В Алексине, что в сорока верстах от железной дороги, Пришвину, по его собственному выражению, предстояло грызть кость барского быта — мясо, надо полагать, было съедено — и в отличие от подлинной крестьянской избы, живущей по законам необходимости жизни (позднее он назовет это «помирать собирайся — а рожь сей!»), здесь, на обломках самовластья, все казалось писателю подозрительным.

Алексинские годы оказались для него еще более тяжелыми, чем елецкие. Страна была разорена гражданской войной, повсюду царили голод, эпидемия тифа и бандитизм, страдали не только люди, но даже животные — голуби, воробьи, галки, собаки, зато раздолье было воронам и волкам; не было здесь у Пришвина ни любовных романов, ни близких друзей, в разговорах с которыми он бы мог отвести душу, с Ефросиньей Павловной отношения не наладились ни на йоту, а только ухудшились, теперь он окончательно воспринимал ее как наказание и бич Божий и спасался от безысходности постылой семейной жизни лишь чувством черного юмора —

(«Разразился скандал, причем я получил удар в грудь ржаной лепешкой, Лева побледнел и сказал: „Это ад“. Флейта съела лепешку»),

— в быту царили полная неустроенность, одиночество, как и в первые месяцы жизни начинающего литератора в Петербурге, и сопротивляться окружающей среде было неимоверно тяжело.

«Как я опустился в болото! Немытый, в голове и бороде все что-то копается. Мужицкая холщовая грязная рубашка на голое тело. Штаны продраны и назади и на коленках. Подштанники желтые от болотной ржавчины. Зубы все падают, жевать нечем, остатки золотых мостиков остриями своими изрезали рот. Ничего не читаю, ничего не делаю. Кажется, надо умирать? Лезет мысль — уйти в болото и там остаться: есть морфий, есть ружье, есть костер — вот что лезет в голову».

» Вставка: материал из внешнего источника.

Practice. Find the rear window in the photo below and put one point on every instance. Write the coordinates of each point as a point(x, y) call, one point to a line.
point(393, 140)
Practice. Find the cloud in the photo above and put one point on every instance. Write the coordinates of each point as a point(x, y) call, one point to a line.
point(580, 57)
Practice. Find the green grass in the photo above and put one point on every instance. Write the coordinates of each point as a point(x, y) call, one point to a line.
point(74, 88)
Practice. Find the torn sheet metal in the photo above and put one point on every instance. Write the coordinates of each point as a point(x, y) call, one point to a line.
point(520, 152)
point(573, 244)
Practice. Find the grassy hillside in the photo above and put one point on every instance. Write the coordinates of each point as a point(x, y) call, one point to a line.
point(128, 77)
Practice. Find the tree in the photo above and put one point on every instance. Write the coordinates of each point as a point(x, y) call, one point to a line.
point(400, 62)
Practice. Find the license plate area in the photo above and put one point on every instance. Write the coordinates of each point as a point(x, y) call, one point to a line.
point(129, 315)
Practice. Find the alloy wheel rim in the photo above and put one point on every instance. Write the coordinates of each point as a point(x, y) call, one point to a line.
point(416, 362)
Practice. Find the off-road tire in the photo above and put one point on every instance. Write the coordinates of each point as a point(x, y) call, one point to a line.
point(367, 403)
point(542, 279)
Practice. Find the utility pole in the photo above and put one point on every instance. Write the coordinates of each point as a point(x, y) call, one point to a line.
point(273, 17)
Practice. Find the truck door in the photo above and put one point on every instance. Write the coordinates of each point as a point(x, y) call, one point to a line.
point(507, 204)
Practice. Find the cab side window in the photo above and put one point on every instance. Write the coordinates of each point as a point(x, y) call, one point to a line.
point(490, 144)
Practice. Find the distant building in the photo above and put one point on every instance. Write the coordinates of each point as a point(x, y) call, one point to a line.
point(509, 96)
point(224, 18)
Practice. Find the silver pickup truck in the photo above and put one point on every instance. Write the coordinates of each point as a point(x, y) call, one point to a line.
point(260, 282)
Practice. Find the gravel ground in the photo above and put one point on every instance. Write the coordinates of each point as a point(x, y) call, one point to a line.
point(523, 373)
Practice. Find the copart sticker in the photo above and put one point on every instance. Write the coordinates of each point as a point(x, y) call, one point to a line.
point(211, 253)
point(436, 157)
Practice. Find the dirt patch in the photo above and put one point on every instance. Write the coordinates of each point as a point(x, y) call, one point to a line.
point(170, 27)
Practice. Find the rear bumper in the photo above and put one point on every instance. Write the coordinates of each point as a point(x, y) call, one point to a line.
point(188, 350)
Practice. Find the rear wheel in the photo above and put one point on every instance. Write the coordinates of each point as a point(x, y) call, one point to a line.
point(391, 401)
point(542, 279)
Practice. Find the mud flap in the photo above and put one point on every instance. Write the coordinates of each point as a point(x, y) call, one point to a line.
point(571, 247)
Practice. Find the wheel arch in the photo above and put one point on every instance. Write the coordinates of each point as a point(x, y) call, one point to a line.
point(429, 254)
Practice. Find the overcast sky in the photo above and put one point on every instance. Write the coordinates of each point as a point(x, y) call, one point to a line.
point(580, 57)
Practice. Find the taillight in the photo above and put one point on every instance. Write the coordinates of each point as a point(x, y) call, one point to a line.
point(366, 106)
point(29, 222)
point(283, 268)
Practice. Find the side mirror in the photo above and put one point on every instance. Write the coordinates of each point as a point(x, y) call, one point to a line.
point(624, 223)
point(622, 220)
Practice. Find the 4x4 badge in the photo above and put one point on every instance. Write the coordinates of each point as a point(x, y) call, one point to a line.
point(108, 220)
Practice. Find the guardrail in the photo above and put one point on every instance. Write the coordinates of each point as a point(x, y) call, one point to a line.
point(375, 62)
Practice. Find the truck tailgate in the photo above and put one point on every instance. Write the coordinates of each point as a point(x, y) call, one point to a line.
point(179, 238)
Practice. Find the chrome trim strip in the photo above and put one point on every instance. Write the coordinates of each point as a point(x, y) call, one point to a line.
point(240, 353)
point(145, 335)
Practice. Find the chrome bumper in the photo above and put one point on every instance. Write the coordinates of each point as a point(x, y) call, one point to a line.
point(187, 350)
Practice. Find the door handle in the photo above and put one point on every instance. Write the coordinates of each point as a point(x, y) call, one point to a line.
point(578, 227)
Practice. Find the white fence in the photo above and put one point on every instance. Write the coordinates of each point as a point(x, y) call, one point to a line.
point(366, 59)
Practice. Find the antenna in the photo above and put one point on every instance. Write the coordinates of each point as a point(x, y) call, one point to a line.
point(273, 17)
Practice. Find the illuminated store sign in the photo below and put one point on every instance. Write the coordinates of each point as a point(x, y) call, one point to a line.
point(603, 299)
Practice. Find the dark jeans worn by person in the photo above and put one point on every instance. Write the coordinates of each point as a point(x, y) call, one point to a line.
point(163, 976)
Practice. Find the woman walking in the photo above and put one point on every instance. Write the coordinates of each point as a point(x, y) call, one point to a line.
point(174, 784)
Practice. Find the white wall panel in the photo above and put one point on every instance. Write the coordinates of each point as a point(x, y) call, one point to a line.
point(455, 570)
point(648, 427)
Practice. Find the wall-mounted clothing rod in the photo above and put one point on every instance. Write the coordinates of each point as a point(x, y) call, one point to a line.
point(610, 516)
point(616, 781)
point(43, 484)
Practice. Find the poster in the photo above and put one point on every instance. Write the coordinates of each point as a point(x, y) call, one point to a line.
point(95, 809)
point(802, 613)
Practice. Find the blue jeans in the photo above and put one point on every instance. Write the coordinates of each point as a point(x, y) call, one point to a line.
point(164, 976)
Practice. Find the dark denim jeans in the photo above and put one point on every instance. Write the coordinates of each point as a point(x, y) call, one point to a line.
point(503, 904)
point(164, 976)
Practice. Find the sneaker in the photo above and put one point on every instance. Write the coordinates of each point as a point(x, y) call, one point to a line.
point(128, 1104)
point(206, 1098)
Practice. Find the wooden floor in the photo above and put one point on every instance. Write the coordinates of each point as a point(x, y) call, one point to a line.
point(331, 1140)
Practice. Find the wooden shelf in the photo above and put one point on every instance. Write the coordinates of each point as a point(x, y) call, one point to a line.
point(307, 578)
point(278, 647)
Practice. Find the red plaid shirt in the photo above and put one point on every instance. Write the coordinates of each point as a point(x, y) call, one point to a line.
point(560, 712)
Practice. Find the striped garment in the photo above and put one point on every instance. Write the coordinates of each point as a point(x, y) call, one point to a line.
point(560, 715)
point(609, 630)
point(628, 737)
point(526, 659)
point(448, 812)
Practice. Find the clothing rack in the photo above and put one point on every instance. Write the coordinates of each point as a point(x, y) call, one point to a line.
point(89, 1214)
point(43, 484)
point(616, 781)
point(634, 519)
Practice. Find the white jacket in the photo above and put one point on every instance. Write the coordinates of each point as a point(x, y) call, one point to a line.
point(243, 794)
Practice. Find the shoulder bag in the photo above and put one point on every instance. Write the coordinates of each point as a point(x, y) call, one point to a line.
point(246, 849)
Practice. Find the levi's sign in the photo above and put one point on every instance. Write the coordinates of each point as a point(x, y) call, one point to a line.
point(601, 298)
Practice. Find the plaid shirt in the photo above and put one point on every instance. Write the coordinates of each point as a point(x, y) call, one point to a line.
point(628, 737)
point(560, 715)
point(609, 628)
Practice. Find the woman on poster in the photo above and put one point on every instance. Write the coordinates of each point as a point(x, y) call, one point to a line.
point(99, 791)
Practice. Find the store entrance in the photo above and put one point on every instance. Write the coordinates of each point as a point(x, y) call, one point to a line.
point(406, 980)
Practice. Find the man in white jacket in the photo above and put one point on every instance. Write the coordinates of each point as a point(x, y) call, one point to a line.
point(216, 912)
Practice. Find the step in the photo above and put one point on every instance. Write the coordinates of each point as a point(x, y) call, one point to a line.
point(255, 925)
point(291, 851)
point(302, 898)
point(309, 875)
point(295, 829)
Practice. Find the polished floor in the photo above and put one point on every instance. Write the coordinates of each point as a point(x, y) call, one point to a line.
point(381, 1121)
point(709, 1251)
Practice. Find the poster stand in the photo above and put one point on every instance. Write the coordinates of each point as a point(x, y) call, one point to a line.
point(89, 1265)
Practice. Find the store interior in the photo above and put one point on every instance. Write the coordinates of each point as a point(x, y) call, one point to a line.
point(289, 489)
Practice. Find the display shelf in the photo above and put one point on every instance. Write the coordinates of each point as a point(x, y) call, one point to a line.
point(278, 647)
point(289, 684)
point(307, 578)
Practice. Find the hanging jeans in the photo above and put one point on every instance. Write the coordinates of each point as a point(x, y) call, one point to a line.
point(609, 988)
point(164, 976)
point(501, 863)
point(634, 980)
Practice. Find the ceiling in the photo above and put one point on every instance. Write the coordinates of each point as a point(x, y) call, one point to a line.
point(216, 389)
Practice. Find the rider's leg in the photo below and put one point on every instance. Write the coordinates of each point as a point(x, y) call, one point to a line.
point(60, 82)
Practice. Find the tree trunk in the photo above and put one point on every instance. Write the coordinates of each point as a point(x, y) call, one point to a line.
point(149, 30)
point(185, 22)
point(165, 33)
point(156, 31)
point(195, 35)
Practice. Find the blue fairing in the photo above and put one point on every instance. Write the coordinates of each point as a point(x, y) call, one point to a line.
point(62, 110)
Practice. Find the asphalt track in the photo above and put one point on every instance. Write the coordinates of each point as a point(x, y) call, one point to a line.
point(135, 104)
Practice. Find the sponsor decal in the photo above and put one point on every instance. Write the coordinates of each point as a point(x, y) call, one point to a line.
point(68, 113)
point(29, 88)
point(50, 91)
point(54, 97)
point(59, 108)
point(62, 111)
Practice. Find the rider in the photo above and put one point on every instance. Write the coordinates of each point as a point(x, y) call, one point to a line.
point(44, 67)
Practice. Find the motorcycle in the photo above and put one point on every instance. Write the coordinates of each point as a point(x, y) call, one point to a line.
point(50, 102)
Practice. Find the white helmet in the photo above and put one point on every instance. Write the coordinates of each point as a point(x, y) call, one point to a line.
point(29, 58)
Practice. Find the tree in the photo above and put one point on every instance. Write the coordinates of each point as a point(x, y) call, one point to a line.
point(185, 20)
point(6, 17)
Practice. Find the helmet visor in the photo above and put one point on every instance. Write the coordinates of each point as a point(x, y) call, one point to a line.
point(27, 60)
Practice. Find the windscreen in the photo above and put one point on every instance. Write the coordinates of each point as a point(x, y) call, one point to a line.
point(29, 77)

Годы революции и гражданской войны были для Пришвина «тьмой распятия», и всю жизнь отрицавший, не принимавший идеи Голгофского христианства, Пришвин глубоко страдал и по-прежнему проповедовал идею воскресения. Это был его своеобразный духовный бунт, упрямство природного человека, охотника, не привыкшего уступать трудностям и верить в конечную победу.

«Цветы из-под снега. Ленин — чучело. Вот и нужно теперь, и это есть единственная задача постигнуть, как из безликого является личное, как из толпы покажется вождь, из корня, погребенного под снегом, вырастут цветы».

Вспоминая о той поре, один из пришвинских учеников, будущий партийный работник и узник ГУЛАГа, судя по всему очень душевный и добрый человек, Н. И. Дедков написал, что

«душа Пришвина была не с нами. Он делил ее между нами и смоленскими лесами и, безусловно, не в нашу пользу».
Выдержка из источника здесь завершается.